La profecía de los días postreros (versículos 1-4)
En el comienzo de esta profecía hay un título “Visión que tuvo Yeshayahu, hijo de Amotz, concerniente a Iehudá y a Ierushalaim”. El profeta avizora los días postreros: la Casa de Dios, el Templo, será un lugar central al cual se encaminarán todos los pueblos para aprender del comportamiento de Dios. El juicio representará un elemento central en el Templo y por consiguiente, en esos días no habrá guerras entre los pueblos “no alzará espada nación contra nación, ni aprenderán más la guerra”, ya que Dios juzgará entre las naciones “Y Él juzgará entre las naciones, y reprenderá a muchos pueblos” (versículo 4).
El orgullo de la persona y la grandeza de Dios (versículos 5-22)
En la primera parte de este párrafo, el profeta realiza un llamamiento a sus oyentes para que se encaminen en la luz de Dios, ya que el pueblo de Israel abandonó esa senda por la multitud de dioses, plata y oro, caballos y carros.

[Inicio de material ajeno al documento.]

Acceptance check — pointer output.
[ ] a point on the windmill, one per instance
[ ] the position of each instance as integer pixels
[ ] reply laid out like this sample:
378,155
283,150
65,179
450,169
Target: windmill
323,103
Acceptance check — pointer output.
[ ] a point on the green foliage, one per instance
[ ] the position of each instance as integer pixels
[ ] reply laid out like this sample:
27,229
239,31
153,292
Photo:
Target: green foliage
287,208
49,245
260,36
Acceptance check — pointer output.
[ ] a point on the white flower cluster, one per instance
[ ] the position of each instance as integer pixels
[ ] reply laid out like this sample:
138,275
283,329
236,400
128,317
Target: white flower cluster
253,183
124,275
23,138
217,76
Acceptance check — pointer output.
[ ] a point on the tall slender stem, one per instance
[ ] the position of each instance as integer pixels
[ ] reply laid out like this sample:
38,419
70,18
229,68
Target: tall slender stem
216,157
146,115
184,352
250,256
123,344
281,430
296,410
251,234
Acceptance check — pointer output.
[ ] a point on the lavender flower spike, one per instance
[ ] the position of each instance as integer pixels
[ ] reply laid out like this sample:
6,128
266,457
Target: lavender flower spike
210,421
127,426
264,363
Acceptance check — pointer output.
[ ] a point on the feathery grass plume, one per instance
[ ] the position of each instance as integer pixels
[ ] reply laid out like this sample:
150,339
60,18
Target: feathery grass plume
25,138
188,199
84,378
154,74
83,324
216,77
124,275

A la luz de todo esto, el profeta insta a esconderse de Dios. “En ese día”, el día de la calamidad y la redención, Dios afectará a todo aquello sublime y enaltecido: las personas enaltecidas, los árboles, los montes, las torres, las murallas y los barcos. Dios los habrá de afectar con una finalidad. La persona habrá de comprender que es humilde mientras que Dios es altivo, “Y la altivez del hombre será postrada, y la soberbia humana será humillada, y el Señor solo será ensalzado en aquel día” (versículo 17). A raíz de ello, la persona renunciará a los dioses y tendrá temor reverencial a Dios. El profeta concluye la profecía con la demanda de que sea comprendido el lugar de la persona en el mundo, frente al lugar de Dios “¡Dejen, pues, del hombre, cuyo aliento está en su nariz!”